Result: nDCG/Recall/MRR identical to F4 on both corpora — exactly expected for an algebraically equivalent change. Pure latency reduction, no quality cost.

AND→OR BM25 fallback — tried, measured worse, reverted. The BM25 query requires all terms to appear (AND). The idea: when AND returns few hits, retry with OR and merge — "free recall recovery."

The actual numbers: short corpus nDCG@10 0.926 → 0.674 (−0.252), Recall@10 0.992 → 0.675. Long-doc track: nDCG 0.954 → 0.766 (−0.188). Tellingly, MRR barely moved (0.950 → 0.956) — the top-1 result stayed right, but everything below it rotted.

The reason is mechanical. RRF fuses by rank, not by score. The golden set is natural-language and semantic, so the AND query almost never matches all terms — the OR fallback fired on nearly every query and flooded the BM25 lane with up to 20 loose matches (documents sharing one common word). RRF assigned them ranks 1/(60+1), 1/(60+2), and so on — strong signals. Those low-precision matches outranked the relevant documents that the vector lane had correctly found. MRR survived because the vector lane still dominates the very top hit; recall collapsed because everything below it was replaced by noise.

In a hybrid system where the vector lane already carries recall, the BM25 lane's job is precision. Keeping it quiet on semantic queries — returning nothing rather than 20 loose matches — turns out to be load-bearing. A change that looks like free recall recovery is actually corrosive. We only know because we measured before merging; the AND→OR commit would have silently halved retrieval quality otherwise.

What we would do differently

The benchmark was built after the pipeline, not before.
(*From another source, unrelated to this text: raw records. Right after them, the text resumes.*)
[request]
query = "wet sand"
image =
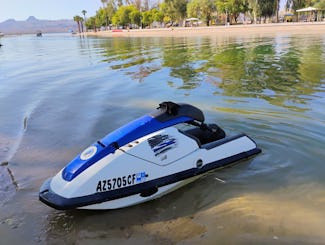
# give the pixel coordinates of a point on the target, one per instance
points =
(262, 29)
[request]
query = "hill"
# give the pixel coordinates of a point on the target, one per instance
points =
(33, 25)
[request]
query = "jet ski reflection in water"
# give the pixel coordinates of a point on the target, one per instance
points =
(145, 159)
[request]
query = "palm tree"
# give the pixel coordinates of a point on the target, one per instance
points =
(79, 20)
(84, 12)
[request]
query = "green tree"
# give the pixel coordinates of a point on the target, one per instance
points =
(157, 15)
(202, 9)
(79, 21)
(147, 18)
(297, 4)
(254, 9)
(268, 8)
(92, 23)
(232, 7)
(174, 9)
(126, 15)
(320, 4)
(84, 12)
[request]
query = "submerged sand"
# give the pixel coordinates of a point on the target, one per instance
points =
(263, 29)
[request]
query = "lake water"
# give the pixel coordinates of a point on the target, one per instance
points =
(60, 93)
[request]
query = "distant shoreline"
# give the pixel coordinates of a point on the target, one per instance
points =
(258, 29)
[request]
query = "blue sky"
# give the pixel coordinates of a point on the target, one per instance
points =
(46, 9)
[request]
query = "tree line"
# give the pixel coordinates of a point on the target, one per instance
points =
(144, 13)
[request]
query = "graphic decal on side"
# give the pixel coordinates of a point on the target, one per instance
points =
(161, 143)
(121, 181)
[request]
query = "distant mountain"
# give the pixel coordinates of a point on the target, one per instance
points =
(33, 25)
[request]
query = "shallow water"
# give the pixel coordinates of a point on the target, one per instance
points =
(60, 93)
We wrote the eval harness, committed a corpus and 60 hand-labeled queries, and only then ran the baseline. The reranker and the AND→OR fallback would have failed to meet a quality gate and never landed; instead they had to be reverted after the fact.

The other lesson is specific to hybrid search: the two lanes have different jobs. Vector carries recall; BM25 carries precision for exact terms and rare vocabulary. Tuning them independently — and measuring both together — catches the interactions that single-lane intuition misses.